During a recent “Ask Eric Anything” session on AdFreeShows.com, Eric Bischoff answered questions sent in by the listeners of this podcast. Here are three of the more interesting questions that were asked:
“Do you think AEW does too much to cater to the smart indie fans while ignoring the casual fan that’s responsible for them getting over a million viewers?”
Bischoff: “If AEW knowingly, intentionally, by design is writing and producing their shows to appeal to that 10% of the audience that makes 90% of the noise, and it’s working for them, go forth and prosper. Keep doing what you’re doing, if that’s your goal, and it’s working. If you’re growing your audience by doing what you’re doing, continue to grow your audience. I personally feel that the show does cater to the smallest, but loudest percentage of the audience. By loudest, I mean vocal on social media and things like that. It does have a little too much of an indie feel to it. It’s not a criticism, it’s a distinction. There’s nothing wrong with indie wrestling. In fact, there’s a lot of it that I really enjoy because it’s the roots. It’s the foundation…There’s a lot of aspects of indie wrestling that I really enjoy, but I think there does, in my humble opinion, that AEW does need to balance with different types of storytelling and characters that have a bigger feel because right now, other than a small handful of people, they kind of all feel the same. Some are way better than others, don’t get me wrong. Some are spectacular. Kenny Omega, example. Young Bucks, example. But, for the most part, they all kind of feel the same, like they’re all cousins. They are so closely related that you can tell they’re all one big family.

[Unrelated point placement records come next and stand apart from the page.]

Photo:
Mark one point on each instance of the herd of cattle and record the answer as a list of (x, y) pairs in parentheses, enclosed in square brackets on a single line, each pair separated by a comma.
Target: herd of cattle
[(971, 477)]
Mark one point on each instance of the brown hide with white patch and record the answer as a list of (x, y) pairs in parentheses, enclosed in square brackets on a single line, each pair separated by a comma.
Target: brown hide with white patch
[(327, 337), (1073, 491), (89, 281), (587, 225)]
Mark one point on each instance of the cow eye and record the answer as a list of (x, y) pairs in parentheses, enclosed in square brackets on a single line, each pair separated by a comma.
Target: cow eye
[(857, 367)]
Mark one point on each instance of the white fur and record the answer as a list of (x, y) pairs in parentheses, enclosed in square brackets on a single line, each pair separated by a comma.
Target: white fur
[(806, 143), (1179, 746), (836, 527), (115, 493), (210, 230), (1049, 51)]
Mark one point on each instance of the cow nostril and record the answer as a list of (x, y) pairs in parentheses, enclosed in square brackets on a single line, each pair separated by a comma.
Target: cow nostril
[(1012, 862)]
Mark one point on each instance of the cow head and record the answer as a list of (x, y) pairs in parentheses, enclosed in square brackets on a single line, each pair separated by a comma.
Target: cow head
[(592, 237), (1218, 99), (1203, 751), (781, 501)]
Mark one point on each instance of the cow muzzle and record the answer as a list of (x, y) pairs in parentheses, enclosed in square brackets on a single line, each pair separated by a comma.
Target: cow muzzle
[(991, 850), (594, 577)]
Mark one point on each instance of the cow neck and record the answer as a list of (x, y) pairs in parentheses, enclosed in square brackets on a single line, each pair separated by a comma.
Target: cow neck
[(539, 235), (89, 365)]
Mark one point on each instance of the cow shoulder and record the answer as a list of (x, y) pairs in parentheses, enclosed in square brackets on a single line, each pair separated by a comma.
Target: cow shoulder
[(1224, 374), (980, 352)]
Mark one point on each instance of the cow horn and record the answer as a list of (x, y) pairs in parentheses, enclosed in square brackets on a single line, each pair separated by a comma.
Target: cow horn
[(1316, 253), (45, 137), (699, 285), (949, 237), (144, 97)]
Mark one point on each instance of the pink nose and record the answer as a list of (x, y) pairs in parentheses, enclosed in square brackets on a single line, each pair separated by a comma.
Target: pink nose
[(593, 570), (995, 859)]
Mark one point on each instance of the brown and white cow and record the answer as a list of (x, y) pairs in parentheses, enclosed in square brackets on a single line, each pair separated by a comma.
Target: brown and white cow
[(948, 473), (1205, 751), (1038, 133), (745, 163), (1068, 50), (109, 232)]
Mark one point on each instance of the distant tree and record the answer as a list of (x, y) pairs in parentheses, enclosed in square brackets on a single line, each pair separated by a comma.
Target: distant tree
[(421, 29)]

I think for wrestling to continue to grow, and to grow the audience beyond what it currently is, you need to find those characters that appeal to a different mentality or affinity for the project. I’m not saying they all need to be like WWE characters, but there needs to be a good balance.”
Did WWE try and give you a speechwriter at the Hall of Fame?
Bischoff: “They didn’t try to, they did. I was happy that they did, but it wasn’t necessary. It was more of a courtesy, by the way. It was if you’re having trouble, reach out and we’ll try and polish it up or nurture you along. I don’t want to sound like I’m too full of myself, but I didn’t really need that help. I wasn’t offended. I was grateful. Offer somebody up to help me out if I need help, how can you be angry about that or insulted by that?”
“When you were number 1 for those 83 weeks, did you ever consider reaching out to Vince to work together instead of against each other?”
Bischoff: “Absolutely not. I was right by the way. The fight, the battle, the war, whatever you want to call it is what raised the tide and everybody’s boat got to float a little higher. Without a real war, without real competition, then it’s all an illusion. The reason Nitro worked, the reason the Monday Night Wars were what they were, was because it was real. Once you start doing something cooperatively, the war is gone. There is no war. It’s just an invasion angle or a storyline. There’s nothing wrong with that, by the way. It’s just not the same as a real war and a real battle that people actually believed in and invested in. I didn’t. I wouldn’t have supported it. I will tell you however, Harvey Schiller did. Harvey Schiller had a meeting with Vince McMahon. I don’t know if it was in person or over the phone. I can’t remember that. Harvey Schiller approached Vince and I think Bill Shaw did too at one point. But, I was against it, but I didn’t get to vote. They didn’t ask me my permission for some reason, maybe because I worked for them (he laughs).”